To co mi się nie podoba to tylko bajerowanie w materiałach promocyjnych i zapewnianie, że to prosto z gry a potem jednak muszą pogorszyć detale żeby był framerate dobry (już przy dwóch grach mieli takie wpadki, zobaczymy ja będzie teraz).
Swoją drogą nie jest to nic wyjątkowego. Nawet takie wielbione Valve robiło kiedyś ludzi w konia filmikami rzekomo z gameplayu HL2 na E3 2003, a po wycieku wyszło, że to był jeden wielki zaprogramowany skrypt...
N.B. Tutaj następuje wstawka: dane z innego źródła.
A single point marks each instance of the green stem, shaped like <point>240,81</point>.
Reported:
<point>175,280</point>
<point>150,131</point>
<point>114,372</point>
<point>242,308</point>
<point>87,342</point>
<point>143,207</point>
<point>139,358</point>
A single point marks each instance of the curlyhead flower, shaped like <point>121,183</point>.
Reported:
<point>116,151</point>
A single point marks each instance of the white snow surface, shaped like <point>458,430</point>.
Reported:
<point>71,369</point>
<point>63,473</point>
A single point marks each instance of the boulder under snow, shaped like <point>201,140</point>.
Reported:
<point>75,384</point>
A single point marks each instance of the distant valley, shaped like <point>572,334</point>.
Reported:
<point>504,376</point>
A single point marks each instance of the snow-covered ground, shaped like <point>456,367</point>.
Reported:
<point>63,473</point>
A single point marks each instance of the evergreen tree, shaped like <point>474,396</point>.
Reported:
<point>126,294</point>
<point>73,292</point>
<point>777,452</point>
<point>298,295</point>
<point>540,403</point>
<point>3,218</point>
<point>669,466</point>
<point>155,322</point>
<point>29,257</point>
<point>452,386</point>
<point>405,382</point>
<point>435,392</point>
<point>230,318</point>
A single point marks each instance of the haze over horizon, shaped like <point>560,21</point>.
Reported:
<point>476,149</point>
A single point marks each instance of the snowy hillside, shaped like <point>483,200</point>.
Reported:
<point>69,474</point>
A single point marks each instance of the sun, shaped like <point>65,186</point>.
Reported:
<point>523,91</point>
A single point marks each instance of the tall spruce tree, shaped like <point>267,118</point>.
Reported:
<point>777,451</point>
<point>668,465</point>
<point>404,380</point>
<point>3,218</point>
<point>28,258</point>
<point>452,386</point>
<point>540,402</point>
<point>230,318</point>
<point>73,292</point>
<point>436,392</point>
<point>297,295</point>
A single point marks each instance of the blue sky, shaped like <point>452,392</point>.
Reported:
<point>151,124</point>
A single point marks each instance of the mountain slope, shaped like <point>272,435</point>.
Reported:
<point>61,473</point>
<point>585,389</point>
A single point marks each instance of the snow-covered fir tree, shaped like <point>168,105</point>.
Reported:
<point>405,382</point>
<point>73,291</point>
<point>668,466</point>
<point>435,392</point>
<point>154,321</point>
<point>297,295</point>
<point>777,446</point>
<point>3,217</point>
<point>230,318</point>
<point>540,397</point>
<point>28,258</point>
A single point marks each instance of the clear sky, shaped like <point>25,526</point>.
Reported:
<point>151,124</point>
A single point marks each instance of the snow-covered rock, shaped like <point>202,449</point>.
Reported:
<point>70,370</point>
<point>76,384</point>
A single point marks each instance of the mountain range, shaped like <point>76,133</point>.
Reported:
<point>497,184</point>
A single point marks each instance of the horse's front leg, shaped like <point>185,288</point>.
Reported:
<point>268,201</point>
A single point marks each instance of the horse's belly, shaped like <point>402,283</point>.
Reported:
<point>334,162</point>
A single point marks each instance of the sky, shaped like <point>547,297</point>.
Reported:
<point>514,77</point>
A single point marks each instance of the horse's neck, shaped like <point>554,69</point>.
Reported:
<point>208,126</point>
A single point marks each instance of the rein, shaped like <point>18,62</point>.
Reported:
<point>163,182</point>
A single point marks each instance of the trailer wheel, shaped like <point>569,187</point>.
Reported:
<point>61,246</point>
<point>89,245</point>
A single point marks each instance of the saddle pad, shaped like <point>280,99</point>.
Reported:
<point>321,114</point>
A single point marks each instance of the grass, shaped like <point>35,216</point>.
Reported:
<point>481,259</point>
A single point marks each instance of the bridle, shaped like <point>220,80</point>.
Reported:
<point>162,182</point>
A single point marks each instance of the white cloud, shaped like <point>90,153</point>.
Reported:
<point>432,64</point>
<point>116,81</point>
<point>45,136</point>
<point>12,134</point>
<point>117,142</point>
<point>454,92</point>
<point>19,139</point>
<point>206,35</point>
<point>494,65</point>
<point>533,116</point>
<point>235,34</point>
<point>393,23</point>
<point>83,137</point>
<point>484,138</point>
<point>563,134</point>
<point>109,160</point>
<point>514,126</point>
Blizzard np. pokazał finishery w Diablo III, a po 3 latach przyznali się, że tego nie będzie, bo nigdy nawet nie mieli zaimplementowanych - po prostu to była animacja-oszustwo, filmik do pokazania, a w grze nigdy tego nie mieli.
Szkoda, że nie wspomniałeś o chyba najgorszym przypadku bajerowania filmikiem i mówienia, że to prosto z gry - Killzone 2. Oczywiście było słychać głosy sceptyków, ale ja zawsze byłem trochę naiwny i chciałem wierzyć. Wieściłem nawet przez krótki okres koniec M$ i Nintendo oraz hegemonię Sony. Nawet jeśli moje emocje nieco później opadły, to poczułem się niesamowicie oszukany, gdy powiedziano, że sorry, ale to był jednak 100% render. Ale gra i tak wyglądała nieźle.